If the older legislators fail to deliver on this mandate, the new ones may come and start learning how to conduct the business of legislation and it may take time before they could understand the nature of any inconclusive bills previously debated by the 8th assembly. But if the job is done now, the President remains the same man who refused to give executive assent to the bill and will know what improvements he needs to see on the draft bill before he finally signs it into law.

There is a claim by the current legislators that they have been able to pass more bills than it has been done by tenure of the National Assembly since the country returned to democracy in 1999, but the most important one, the PIB has enjoyed only a partial passage of 25 percent, as only one out of its four segments has been passed, yet denied assent by the President.

The opportunity to proceed with speed on the PIB debate was missed during the early days of the 8th Assembly, when the federal lawmakers were trying to elect their principal officers and rather got distracted from their main function of lawmaking due to unnecessary legislature/executive tussles for political supremacy.

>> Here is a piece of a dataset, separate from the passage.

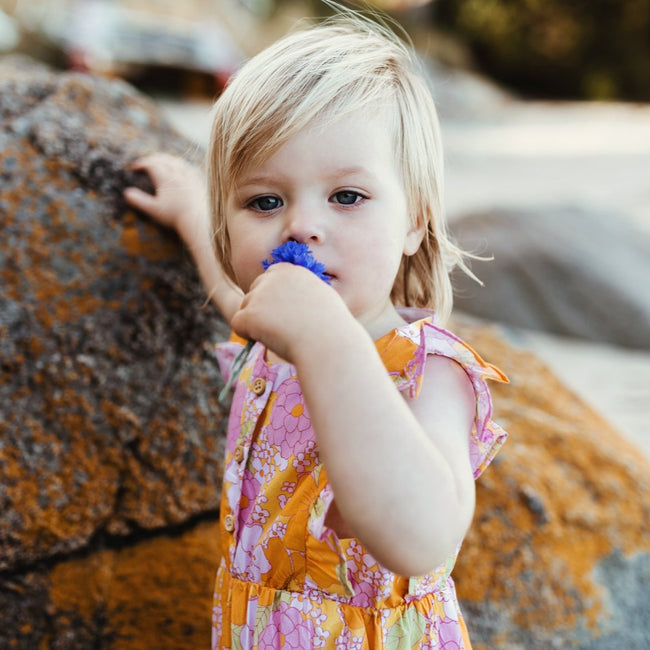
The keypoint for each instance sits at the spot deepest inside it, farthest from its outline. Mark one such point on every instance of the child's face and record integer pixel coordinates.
(338, 189)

This unfortunate scenario eventually dominated most of the rest of the four years that are now coming to an end by the first week of June, when the Nigerian Senate is normally dissolved after a routine, four-year tenure for new or returning lawmakers to commence legislative business.

With less than 70 days to the expiration of the tenure of the 8th National Assembly, it is highly anticipated that they pass the Petroleum Industry Bill which has been on their table for far too long.

This will help boost the Nigerian economy, which majorly depends on foreign oil revenues for sustenance, and save the nation the estimated cost of business uncertainty, lack of clarity, and inadequate transparency mechanisms that, according to NEITI, reached more than $200 billion within a period of eight years.